Question: What do you get if you cross Harry Houdini with a less than sagacious Superman? Answer: A judge who appears to have no sense of judgment whatsoever!

As we approach Christmas, I couldn’t help thinking about Jesus’ miraculous birth. This, in turn, got me thinking about other births in the Bible.

Isaac, Jacob, Samuel and John the Baptist were all conceived miraculously (their mothers were all barren), though only Jesus was conceived by the Holy Spirit. All were ordained by God to play a pivotal role in salvation history.

But there’s another child who was also born miraculously: Samson, the twelfth of Israel’s judges.

Like Isaac, Jacob and Samuel, Samson is mentioned in Hebrews 11 as a hero of the faith. But, despite his miraculous birth, Samson is one of the Bible’s most flawed individuals. Scripture depicts him as reckless, wrathful, sensual and vengeful.

So what, apart from being ‘dedicated to God from the womb’, does Samson have in common with the One whose birth was heralded by angels, announced by shepherds and worshipped by the Magi?

Both mothers were visited by angels. And while one angel said Samson would “take the lead in delivering Israel from the hands of the Philistines”, Gabriel told Mary that Jesus would “save His people from their sins”. While Samson ate unclean food from a lion’s carcass, Jesus declared all foods clean, having earlier cast some demons into a herd of unclean pigs.

Like Jesus, Samson attended a wedding feast.

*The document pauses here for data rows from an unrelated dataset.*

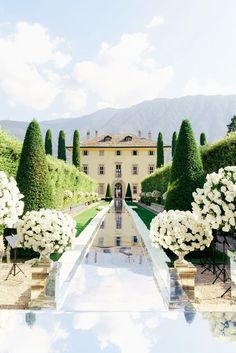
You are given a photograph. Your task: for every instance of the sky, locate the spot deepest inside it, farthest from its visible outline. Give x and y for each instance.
(68, 58)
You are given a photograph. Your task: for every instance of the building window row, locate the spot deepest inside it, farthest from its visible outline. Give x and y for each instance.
(118, 153)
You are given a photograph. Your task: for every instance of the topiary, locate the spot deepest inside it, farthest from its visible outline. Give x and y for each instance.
(128, 195)
(48, 142)
(187, 172)
(62, 146)
(76, 150)
(160, 151)
(33, 175)
(173, 145)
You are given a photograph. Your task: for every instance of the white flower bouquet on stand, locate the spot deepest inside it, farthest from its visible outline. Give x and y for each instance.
(181, 232)
(216, 202)
(11, 204)
(46, 231)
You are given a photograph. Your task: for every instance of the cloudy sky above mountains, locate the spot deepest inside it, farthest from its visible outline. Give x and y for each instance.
(63, 58)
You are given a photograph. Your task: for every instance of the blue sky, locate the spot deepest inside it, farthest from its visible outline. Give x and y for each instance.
(68, 58)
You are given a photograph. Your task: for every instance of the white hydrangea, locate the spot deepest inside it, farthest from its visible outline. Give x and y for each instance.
(223, 325)
(216, 202)
(46, 231)
(179, 231)
(11, 204)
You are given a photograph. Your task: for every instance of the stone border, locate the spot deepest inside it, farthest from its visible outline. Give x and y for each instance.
(157, 255)
(70, 260)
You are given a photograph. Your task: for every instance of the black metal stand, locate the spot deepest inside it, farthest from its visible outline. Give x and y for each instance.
(15, 269)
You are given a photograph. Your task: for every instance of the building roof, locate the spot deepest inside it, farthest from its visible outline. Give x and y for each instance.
(118, 140)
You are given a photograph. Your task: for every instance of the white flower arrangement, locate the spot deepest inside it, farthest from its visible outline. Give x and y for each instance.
(179, 231)
(46, 231)
(68, 194)
(216, 202)
(11, 204)
(223, 325)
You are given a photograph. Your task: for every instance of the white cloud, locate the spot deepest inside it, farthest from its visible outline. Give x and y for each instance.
(23, 55)
(207, 87)
(124, 74)
(156, 22)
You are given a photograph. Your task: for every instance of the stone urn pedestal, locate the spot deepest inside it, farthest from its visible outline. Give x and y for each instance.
(187, 273)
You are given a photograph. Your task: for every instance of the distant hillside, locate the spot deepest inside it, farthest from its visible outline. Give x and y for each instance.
(207, 113)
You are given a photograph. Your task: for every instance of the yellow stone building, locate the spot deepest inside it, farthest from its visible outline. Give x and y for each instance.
(118, 160)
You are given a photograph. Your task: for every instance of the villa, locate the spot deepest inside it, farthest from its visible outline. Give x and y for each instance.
(118, 160)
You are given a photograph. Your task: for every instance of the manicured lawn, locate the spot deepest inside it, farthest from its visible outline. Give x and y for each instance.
(145, 215)
(84, 218)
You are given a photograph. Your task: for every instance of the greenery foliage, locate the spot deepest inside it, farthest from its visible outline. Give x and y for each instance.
(128, 195)
(160, 151)
(76, 150)
(173, 144)
(32, 175)
(187, 172)
(203, 140)
(62, 146)
(48, 142)
(232, 126)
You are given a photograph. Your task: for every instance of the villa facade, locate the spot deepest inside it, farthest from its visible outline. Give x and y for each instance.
(118, 160)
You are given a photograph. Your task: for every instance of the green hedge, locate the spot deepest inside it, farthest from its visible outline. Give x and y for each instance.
(219, 154)
(65, 177)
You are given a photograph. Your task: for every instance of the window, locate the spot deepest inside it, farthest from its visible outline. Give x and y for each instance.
(85, 168)
(135, 169)
(101, 169)
(151, 169)
(101, 189)
(135, 189)
(118, 171)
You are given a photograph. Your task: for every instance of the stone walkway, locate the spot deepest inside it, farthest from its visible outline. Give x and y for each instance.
(15, 292)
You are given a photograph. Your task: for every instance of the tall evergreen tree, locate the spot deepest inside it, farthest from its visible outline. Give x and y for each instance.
(232, 126)
(160, 151)
(187, 172)
(62, 146)
(33, 175)
(76, 150)
(203, 140)
(173, 145)
(48, 142)
(128, 195)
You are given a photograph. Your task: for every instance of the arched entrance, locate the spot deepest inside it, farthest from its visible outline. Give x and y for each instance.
(118, 191)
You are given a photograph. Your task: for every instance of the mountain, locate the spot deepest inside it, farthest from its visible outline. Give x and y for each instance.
(206, 113)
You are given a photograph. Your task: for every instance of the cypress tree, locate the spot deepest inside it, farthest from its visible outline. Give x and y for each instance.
(62, 146)
(33, 175)
(160, 151)
(76, 150)
(108, 195)
(187, 172)
(232, 126)
(48, 142)
(128, 195)
(203, 139)
(173, 145)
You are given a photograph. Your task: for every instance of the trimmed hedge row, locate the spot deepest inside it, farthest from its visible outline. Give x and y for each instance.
(217, 155)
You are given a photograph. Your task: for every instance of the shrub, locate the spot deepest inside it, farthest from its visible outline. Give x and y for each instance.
(219, 154)
(128, 195)
(76, 150)
(32, 175)
(187, 172)
(160, 151)
(48, 142)
(61, 146)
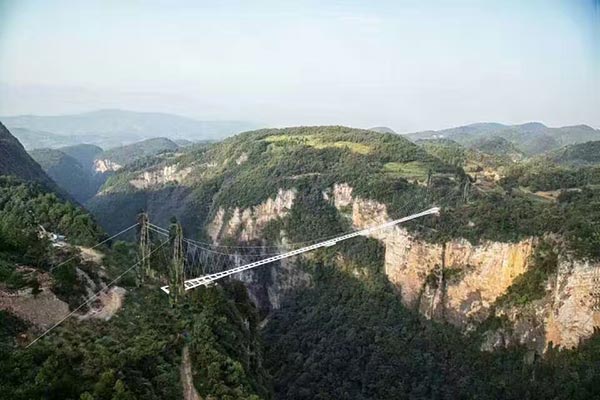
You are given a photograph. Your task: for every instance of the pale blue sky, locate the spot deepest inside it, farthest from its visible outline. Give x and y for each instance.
(410, 65)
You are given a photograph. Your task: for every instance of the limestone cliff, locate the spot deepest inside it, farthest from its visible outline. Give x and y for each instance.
(267, 287)
(160, 176)
(103, 166)
(459, 282)
(247, 224)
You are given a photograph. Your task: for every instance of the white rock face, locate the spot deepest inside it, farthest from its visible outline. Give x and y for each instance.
(483, 273)
(102, 166)
(157, 177)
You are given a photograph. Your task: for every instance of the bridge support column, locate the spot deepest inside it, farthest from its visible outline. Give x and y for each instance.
(144, 269)
(176, 277)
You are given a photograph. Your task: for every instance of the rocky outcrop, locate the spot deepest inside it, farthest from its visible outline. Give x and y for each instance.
(160, 176)
(247, 224)
(104, 166)
(459, 282)
(267, 286)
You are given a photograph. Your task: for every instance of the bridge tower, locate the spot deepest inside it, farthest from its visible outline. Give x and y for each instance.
(144, 269)
(176, 277)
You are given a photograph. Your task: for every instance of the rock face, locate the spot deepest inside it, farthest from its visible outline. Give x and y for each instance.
(459, 282)
(104, 166)
(169, 173)
(247, 224)
(267, 286)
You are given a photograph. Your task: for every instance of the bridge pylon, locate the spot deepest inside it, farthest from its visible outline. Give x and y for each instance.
(144, 268)
(176, 276)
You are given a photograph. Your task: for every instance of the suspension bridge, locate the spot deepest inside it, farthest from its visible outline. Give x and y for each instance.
(209, 279)
(178, 285)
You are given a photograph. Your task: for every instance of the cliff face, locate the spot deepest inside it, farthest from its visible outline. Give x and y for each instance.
(103, 166)
(160, 176)
(456, 282)
(247, 224)
(267, 287)
(459, 282)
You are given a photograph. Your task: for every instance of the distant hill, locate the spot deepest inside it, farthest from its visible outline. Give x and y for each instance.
(531, 138)
(85, 154)
(126, 154)
(34, 139)
(111, 128)
(581, 154)
(14, 160)
(68, 173)
(382, 129)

But while Samson feasted with the pagan Philistines – an event which ended in tears, when Samson’s 30 companions threatened to burn his wife to death unless she explained his obscure riddle – Jesus turned water into wine and revealed His glory.

While Jesus said that “anyone who looks at a woman lustfully has already committed adultery with her in his heart”, Samson saw a young Philistine woman and immediately wanted her. The same occurred with a prostitute and – fatally – Delilah.

Indeed, if you were to paraphrase Jesus’ words to the woman at the well, you could say that Samson had already had two women and – assuming he hadn’t married Delilah – the woman he now had wasn’t his wife. Jesus, on the other hand, pardoned the woman caught in adultery, and had mercy on the woman who had lived a sinful life (Luke 7:36-50).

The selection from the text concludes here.